KernelExplainer, a more sophisticated implementation of LIME that computes Shapley values, suffers from a different flaw. It makes the assumption that missing values can be filled with an average, as though they are missing at random. This is not valid in most real-world datasets, in general, and in datasets arising from financial services applications, in particular. To see why, consider the meaning of a common credit risk variable, an applicant’s credit score. That someone has a missing credit score provides information about the distribution of the other signals corresponding to the application. A missing credit score usually indicates a lack of credit history, which, in turn, suggests that many of the variables associated with a credit history will be differently distributed for that population than they would be for the population in general. This, in turn, means that creating a population of artificial completions for items from which the credit score is omitted becomes more complicated than it may at first seem. KernelExplainer will erroneously impute a spectrum of values drawn from the population as a whole. This will inevitably lead to providing the wrong adverse action reasons to the consumer.
The same issues that come up when considering how to generate adverse action reasons also come up when considering fairness. The Equal Credit Opportunity Act, requires lenders to make decisions without regard to race and ethnicity, gender, and other protected statuses. The act further requires the identification of disparity in approval rate and pricing terms, and that if disparate impact exists, e.g., that the approval rate or pricing for applicants within a protected class is unfavorable when compared to the unprotected baseline, that the lender quantify and understand the drivers of such disparity, and mitigate them or document them accurately. The law provides for stiff enforcement penalties. You can easily see how quantifying the drivers of a difference in approval rate also requires reasoning in “score space”. The factors that drive an applicant to be approved or not are based on the rank ordering of the applicant’s credit risk.
The point of all this is not to discredit the work of our esteemed colleague Dr. Lundberg. (BTW, congratulations, Scott, on successfully defending your dissertation and receiving your Ph.D.) Clearly, a team of data scientists with enough time and care can make the improvements and accommodations required to use open source packages like SHAP safely in financial services.
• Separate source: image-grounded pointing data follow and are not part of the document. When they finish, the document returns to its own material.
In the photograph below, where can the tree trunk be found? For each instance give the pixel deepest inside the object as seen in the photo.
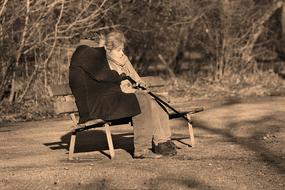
(283, 21)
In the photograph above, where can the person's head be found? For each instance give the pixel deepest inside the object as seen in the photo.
(115, 41)
(93, 40)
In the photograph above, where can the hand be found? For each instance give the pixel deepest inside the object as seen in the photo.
(142, 85)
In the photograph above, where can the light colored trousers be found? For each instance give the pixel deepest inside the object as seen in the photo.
(152, 124)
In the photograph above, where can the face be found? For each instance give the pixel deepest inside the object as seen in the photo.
(119, 48)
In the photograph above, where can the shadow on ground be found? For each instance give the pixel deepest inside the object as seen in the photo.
(258, 136)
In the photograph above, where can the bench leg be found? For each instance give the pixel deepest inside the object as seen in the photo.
(72, 145)
(110, 141)
(191, 132)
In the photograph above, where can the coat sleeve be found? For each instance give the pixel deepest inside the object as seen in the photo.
(96, 66)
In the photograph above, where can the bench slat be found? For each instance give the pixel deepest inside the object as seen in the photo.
(64, 89)
(69, 106)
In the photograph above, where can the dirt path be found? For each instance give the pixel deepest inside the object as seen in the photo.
(238, 146)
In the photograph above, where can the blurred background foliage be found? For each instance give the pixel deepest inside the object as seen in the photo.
(229, 43)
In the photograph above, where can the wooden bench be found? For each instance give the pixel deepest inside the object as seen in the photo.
(64, 103)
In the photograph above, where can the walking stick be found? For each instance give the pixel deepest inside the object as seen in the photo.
(163, 102)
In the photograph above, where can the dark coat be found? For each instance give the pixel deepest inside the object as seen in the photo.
(96, 87)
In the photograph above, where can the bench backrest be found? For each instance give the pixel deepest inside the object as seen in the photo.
(64, 100)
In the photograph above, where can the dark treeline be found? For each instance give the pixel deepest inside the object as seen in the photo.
(37, 37)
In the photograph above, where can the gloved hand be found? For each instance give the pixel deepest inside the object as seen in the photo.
(142, 85)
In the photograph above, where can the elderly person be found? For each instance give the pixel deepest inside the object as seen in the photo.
(152, 124)
(102, 93)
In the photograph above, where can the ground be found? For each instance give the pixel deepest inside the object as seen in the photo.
(239, 145)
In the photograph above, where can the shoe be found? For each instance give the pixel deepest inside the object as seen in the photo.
(167, 148)
(146, 154)
(171, 144)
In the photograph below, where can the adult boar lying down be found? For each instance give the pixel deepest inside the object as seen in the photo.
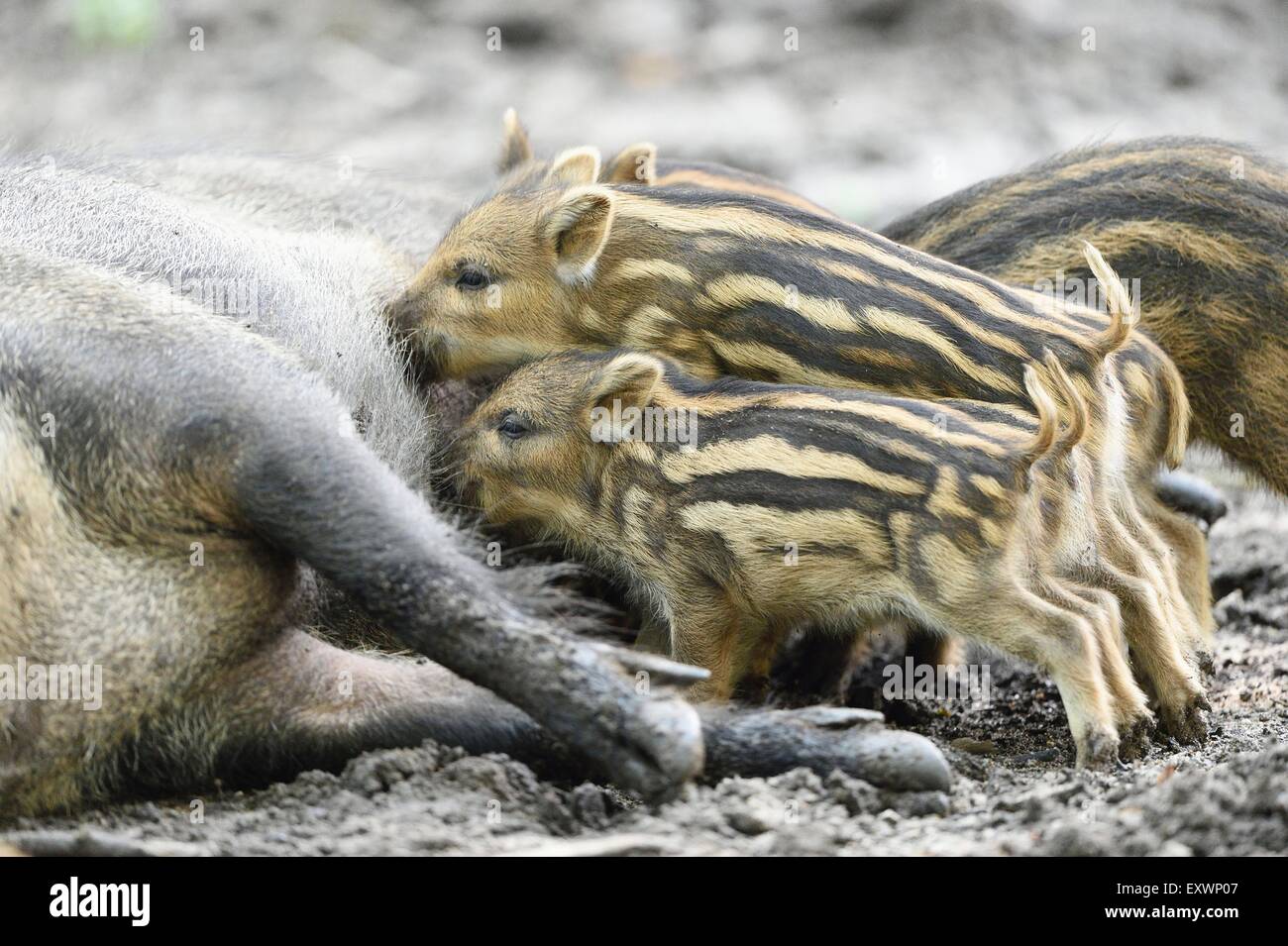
(184, 493)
But we think it’s important to understand limitations, assumptions, and safe operating parameters before applying algorithms and techniques, especially in a domain like credit, where significant life-changing events are at stake, such as the ability to own a home or to get financing for a car you need to drive to work. We spent significant resources to develop the core explainability math inside ZAML so that lenders can accurately assess the reasons for a model-based decision, and thereby safely make use of the significantly better predictive power offered by modern machine learning techniques.